A major part of their project is developing a high-fidelity, open-access testbed to help secure the power grid. They call it “PowerCyber” and it’s designed to do vulnerability analysis, risk assessment, attack-defense evaluations and other tests.
The power grid is a complex cyber-physical system, Govindarasu said. There are the communication networks with Internet connections, algorithms and software. Then there are the power lines, towers, sensors, relays, actuators and other hardware.
PowerCyber integrates all of those elements – including actual relay equipment and other hardware – then adds sophisticated models of the grid system and virtual Internet technology. That Internet technology is based on ISEAGE (pronounced “ice age,” the Internet-Scale Event and Attack Generation Environment), a controlled, simulated Internet for cyber security studies. Jacobson developed the technology at Iowa State with support from the U.S. Department of Justice.
“We can use this testbed to run attacks and see the consequences on the power system,” Govindarasu said. “If it’s a blackout, how do we mitigate that? We can also prepare for these attacks and for our defenses.”

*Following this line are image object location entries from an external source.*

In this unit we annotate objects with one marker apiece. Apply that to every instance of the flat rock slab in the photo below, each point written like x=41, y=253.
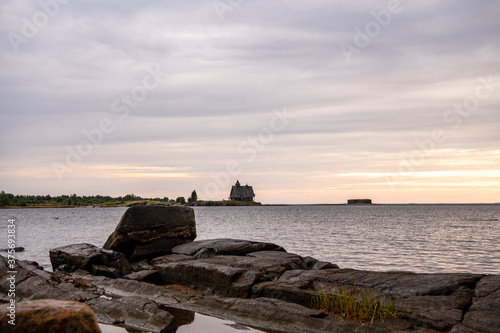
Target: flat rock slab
x=133, y=312
x=227, y=275
x=149, y=231
x=47, y=316
x=224, y=246
x=91, y=258
x=484, y=313
x=434, y=301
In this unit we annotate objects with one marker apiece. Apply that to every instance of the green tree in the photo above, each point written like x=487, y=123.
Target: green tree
x=4, y=199
x=193, y=197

Industry, for example, could develop and test strategies for beating back repeated attacks.
“The biggest problem with malicious actors is their ability to keep hitting you,” Jacobson said. “Without preparing for that, you have a hard time getting back online.”
The PowerCyber testbed is being developed with support from the National Science Foundation and the U.S. Department of Homeland Security. The U.S. Department of Energy is also supporting other Iowa State projects related to the cyber defense of the country’s power grid infrastructure.
So far, the testbed has been used in industry training and graduate courses. It has also been used as a resource for researchers in industry, at other universities and at national laboratories.
“This is one testbed that we can customize for specific needs,” Jacobson said. “It operates on a wide continuum. It’s not seven testbeds for seven needs.”
One unique need for the testbed is the country’s first Cyber-Physical System Cyber Defense Competition next month at Iowa State. Using Iowa State’s virtual Internet technologies, teams of students and professionals will work to protect power and water systems from simulated cyber attacks during an eight-hour competition.
The end goal of all that researching, developing, training and educating?
“A future electric power grid that is secure and resilient,” the Iowa State engineers wrote in a project summary. After all, “Cybersecurity and resiliency of the power grid is of paramount importance to national security and economic well-being.”